4. What do they do Differently Today? The fourth dimension of attributes of the high performing family relates to how they distinguish and renew themselves. Under this heading are five key areas to attend to: Separation of Issues, Formal Processes, Stewardship, Governance Structures and Role of the Family. These long-lasting families have transmitted values orally by living close to one another, sharing anecdotes that teach the history and keep their values alive; they know that the Role of the Family is central. They are, however, humble in admitting that they managed to thrive without formal process in place. Today, with the distance between family members – many of them operate over several countries or continents – and the knowledge they have acquired, they put in place the Governance Structures and Formal Processes the business needs, to ensure good Stewardship. They have learned the importance of Separation of Issues, so that particular issues of respectively the business and the family, though often closely linked, can be identified and addressed independently.

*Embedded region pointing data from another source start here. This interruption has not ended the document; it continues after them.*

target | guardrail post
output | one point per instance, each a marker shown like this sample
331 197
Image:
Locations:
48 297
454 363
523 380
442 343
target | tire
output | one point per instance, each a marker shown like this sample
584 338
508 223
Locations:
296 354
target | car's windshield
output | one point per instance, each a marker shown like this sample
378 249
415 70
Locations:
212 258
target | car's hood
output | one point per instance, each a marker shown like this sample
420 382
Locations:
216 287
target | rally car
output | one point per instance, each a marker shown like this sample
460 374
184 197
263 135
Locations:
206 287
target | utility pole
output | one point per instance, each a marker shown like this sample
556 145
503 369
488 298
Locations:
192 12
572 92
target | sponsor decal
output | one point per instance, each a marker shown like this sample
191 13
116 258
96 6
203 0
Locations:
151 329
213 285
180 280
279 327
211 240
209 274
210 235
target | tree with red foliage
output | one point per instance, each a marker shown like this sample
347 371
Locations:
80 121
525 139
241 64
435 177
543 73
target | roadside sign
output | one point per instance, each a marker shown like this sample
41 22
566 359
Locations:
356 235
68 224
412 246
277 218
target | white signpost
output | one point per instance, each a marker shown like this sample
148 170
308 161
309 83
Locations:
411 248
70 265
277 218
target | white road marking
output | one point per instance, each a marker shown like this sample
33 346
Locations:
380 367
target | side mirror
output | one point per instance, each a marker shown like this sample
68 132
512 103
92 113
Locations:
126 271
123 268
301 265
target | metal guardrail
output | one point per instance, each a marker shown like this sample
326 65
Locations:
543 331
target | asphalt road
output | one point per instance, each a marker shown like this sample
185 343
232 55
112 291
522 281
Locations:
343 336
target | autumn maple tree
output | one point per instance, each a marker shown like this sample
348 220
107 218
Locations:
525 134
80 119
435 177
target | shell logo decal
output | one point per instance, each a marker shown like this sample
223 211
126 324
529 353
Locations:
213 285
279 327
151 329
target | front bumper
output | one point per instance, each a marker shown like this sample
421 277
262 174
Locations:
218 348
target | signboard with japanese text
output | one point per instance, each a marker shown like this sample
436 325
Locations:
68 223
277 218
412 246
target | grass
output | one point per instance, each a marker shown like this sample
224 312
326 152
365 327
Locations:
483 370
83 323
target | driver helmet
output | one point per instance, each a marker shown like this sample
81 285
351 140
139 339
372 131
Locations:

In keeping with the principle of paradox, a clear finding from the research is that the most successful business-owning families do not put profit maximization first. When you spend time with them, you notice that they have an intense pride for the business and its history. They also have a really deep sense of family, of unity, and how they can support one another. They have a strong sense of self; they do not try to be someone else. Their self-confidence is a quiet one, because they know that pride comes before a fall and that modesty is, counter-intuitively, a natural ally of ambition. For those seeking to emulate the most successful family firms, there are no easy, convenient benchmarks. Success is more to do with character and resilience. Aristotle defined three dimensions of human intelligence: episteme (intellect), techne (craft) and phronesis (practical wisdom and ethical values). It is clear that, for decades, business schools have taught the first two to the exclusion of the third. It is equally clear, from the evidence base on the most highly effective family firms, that Aristotle was right, and that phronesis ought to have parity in business education in the 21st Century.